The invention discloses a kind of cyclopentene ketone compounds and its preparation method and application, feature is the structural formula of the cyclopentene ketone compounds as shown in I, preparation methods steps include obtaining the fermentation liquid for containing new cyclopentene ketone compounds by the aspergillus ustus fermented and cultured that deposit number is CCTCC No.M2014086, then fermentation liquid is extracted with ethyl acetate, obtain coarse extract, by the extract through depressurizing silica gel column chromatography, reverse phase medium pressure column chromatography, last half preparative high-performance liquid chromatographic of reverse phase isolates and purifies to obtain, the cyclopentene ketone compounds, which have, inhibits cell activity, antitumor action, advantage is compound I and various pharmaceutically acceptable carriers, excipient or supplementary product compatibility, it can be made into anti-tumor drug, treatment for tumour, compound I is alternatively arranged as inhibiting the low molecule biology of cell Proliferation to visit Needle is used for life science.

Description

A kind of cyclopentene ketone compounds and its preparation method and application
Technical field
The present invention relates to a kind of cyclopentene ketone compounds, more particularly, to a kind of cyclopentene ketone compounds and its preparation Method and such compound are preparing the application in tumor cell proliferation inhibitor or antitumor agent.Background technique
Cyclopentene ketone compounds usually have the compound of significant physiological activity, such as prostaglandin, pentenomycin Deng.The present inventor studies and learns, marine fungiAspergillus ustusDJ003(is preserved in China typical culture collection Center, deposit number are as follows: CCTCC No:M2014086) ethyl acetate extract of liquid fermentation has preferable tumour cell to increase Inhibitory activity is grown, its active constituent is studied then.The chemical structure and tumour cell for having not yet to see the compound increase The report of inhibitory activity is grown, therefore in the market also there is not yet drug related to this.
Summary of the invention
Have technical problem to be solved by the invention is to provide one kind and inhibits tumor cell proliferation and anti-tumor activity Cyclopentene ketone compounds and its preparation method and application.

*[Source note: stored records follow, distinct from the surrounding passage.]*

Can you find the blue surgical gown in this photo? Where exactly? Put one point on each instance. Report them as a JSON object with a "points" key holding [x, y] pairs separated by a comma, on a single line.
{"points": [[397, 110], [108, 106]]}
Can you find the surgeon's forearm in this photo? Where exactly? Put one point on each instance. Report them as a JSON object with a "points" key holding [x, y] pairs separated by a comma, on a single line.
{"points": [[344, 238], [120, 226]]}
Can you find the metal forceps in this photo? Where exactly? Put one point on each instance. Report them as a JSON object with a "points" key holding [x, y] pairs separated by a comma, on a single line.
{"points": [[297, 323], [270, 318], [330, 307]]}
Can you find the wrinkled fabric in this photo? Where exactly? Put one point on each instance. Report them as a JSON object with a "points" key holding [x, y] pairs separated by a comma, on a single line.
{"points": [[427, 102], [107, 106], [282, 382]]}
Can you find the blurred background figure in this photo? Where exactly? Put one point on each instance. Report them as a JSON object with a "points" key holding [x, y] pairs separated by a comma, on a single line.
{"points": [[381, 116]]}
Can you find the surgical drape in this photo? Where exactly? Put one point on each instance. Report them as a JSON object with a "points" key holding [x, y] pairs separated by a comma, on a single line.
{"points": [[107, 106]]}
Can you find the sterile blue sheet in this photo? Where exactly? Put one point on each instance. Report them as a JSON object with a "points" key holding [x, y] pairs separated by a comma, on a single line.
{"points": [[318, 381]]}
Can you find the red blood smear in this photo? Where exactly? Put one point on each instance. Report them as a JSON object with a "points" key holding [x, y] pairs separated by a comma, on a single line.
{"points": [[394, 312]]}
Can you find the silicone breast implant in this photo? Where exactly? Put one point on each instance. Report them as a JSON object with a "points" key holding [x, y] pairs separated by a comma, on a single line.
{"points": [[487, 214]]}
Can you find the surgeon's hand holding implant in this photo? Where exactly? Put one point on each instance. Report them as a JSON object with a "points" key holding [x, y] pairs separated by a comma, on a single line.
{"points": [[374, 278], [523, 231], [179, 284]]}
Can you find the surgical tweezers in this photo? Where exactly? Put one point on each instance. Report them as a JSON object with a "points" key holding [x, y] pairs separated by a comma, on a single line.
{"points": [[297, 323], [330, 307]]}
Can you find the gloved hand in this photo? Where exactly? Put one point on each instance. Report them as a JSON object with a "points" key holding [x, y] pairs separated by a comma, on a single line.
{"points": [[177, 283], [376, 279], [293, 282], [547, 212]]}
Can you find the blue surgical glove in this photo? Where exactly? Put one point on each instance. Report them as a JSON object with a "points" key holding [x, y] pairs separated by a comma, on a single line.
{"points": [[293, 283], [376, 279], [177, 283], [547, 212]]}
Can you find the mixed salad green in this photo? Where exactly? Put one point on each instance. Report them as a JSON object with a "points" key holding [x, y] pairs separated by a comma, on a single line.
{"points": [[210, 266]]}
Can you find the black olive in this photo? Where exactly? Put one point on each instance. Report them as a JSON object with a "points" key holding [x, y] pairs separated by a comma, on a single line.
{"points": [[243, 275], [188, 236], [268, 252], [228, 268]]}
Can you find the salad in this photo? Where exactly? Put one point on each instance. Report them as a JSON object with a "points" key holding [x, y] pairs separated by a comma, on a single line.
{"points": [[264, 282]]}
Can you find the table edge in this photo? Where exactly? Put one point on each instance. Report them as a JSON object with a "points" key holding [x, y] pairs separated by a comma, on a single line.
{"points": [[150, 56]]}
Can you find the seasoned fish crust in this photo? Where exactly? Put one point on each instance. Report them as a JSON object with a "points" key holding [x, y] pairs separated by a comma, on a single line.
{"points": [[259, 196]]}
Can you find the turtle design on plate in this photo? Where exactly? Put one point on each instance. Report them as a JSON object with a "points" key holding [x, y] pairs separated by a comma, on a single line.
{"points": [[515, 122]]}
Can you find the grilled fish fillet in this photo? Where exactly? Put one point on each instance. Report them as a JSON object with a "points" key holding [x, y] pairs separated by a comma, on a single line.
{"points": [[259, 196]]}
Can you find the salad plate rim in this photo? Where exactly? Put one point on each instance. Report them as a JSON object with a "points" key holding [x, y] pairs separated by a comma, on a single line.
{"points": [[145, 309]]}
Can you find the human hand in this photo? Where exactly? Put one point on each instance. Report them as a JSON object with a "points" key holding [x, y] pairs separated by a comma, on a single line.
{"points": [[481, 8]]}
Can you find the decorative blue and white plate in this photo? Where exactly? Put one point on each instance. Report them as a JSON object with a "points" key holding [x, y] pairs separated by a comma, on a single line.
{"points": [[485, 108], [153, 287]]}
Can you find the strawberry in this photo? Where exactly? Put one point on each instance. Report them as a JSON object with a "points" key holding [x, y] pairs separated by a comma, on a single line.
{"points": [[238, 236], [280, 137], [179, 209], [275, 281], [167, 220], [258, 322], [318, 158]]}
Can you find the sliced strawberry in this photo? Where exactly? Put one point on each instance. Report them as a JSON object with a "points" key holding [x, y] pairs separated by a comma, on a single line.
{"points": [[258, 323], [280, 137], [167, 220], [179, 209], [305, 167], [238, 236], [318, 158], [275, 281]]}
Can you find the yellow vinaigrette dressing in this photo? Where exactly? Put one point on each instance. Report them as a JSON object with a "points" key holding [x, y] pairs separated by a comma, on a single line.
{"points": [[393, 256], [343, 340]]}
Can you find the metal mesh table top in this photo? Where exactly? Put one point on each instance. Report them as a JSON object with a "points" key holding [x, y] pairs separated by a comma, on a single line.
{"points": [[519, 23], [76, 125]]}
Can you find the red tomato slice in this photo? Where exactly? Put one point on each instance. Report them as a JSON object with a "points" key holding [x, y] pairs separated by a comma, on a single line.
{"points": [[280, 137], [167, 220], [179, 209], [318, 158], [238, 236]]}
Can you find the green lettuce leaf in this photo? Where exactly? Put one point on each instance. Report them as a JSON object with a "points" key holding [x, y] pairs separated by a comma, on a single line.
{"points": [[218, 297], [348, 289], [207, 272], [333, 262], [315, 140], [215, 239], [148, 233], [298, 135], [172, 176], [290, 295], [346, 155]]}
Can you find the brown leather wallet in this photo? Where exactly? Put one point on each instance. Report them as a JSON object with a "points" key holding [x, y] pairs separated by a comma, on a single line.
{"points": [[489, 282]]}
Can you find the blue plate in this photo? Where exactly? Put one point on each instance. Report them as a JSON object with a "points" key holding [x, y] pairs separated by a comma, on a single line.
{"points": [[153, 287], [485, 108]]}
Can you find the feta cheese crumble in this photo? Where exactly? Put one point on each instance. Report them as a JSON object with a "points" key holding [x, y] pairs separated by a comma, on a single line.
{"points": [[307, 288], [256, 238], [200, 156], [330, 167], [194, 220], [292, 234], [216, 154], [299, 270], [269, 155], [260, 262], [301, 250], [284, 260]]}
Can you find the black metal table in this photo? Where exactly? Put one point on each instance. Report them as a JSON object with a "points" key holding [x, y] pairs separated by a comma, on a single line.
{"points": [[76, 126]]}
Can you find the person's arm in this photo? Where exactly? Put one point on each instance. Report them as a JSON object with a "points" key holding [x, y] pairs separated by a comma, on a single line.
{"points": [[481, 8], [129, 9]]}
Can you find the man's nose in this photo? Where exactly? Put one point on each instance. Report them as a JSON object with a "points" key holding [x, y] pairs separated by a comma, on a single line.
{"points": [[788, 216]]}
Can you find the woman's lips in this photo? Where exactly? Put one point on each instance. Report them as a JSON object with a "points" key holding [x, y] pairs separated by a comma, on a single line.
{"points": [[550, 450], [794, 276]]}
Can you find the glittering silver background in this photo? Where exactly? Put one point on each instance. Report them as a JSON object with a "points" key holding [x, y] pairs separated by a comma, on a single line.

The technical scheme of the invention to solve the technical problem is: a kind of cyclopentene ketone compounds, the ring penta The structural formula of ketene compounds is as shown in I:
(I).
The preparation method of above-mentioned cyclopentene ketone compounds, specifically comprises the following steps:
(1) fermenting and producing
By deposit number be M2014086 aspergillus ustus (Aspergillus ustusDJ003) scribing line is brought back to life, and is inoculated into PDA In solid slope culture medium, after being cultivated 5 days in 28 DEG C of incubators;The bacterium colony that inclined-plane culture obtains all is inoculated into and is equipped with In 300mL PDB culture medium, in 28 DEG C, stationary culture 45 days, fermentation liquid is obtained;
(2) acquisition of medicinal extract
After fermentation liquid is removed thallus with filtered through gauze, the isometric ethyl acetate of fermentation liquid is repeated into extraction 3 times, is closed And gained extract liquor is extracted three times, extract liquor is concentrated under reduced pressure and removes ethyl acetate, obtains coarse extract;
(3) separation and purification of compound
After coarse extract methylene chloride and methanol mixed solvent dissolution, add 200-300 mesh silica gel mixed sample, using petroleum Ether/ethyl acetate is eluted using volume ratio 5:1 gradient as eluant, eluent, carries out decompression silica gel column chromatography to coarse extract, collection is washed De- component uses elution ratio for 10-100% methanol/water gradient elution by elution fraction by compression leg chromatographic isolation in reverse phase 120 minutes, flow velocity 20ml/min, the flow point that appearance time is 100 minutes is collected, finally the flow point is high through more than half preparation reverse phases Effect liquid phase chromatogram isolates and purifies to obtain cyclopentene ketone compounds, and structure is shown in formula I:
(I).
The formula of the PDB culture medium is as follows: 200 g of potato, glucose 20 g and seawater 1L.
The volume ratio of methylene chloride and methanol is 1:1 in the methylene chloride and methanol mixed solvent.
The eluent of the half preparation reversed-phase high performance liquid chromatography is that 1:1 is mixed methanol by volume with water.
The application of above-mentioned cyclopentene ketone compounds, the cyclopentene ketone compounds are preparing tumor cell proliferation suppression Purposes in terms of preparation or anti-tumor drug.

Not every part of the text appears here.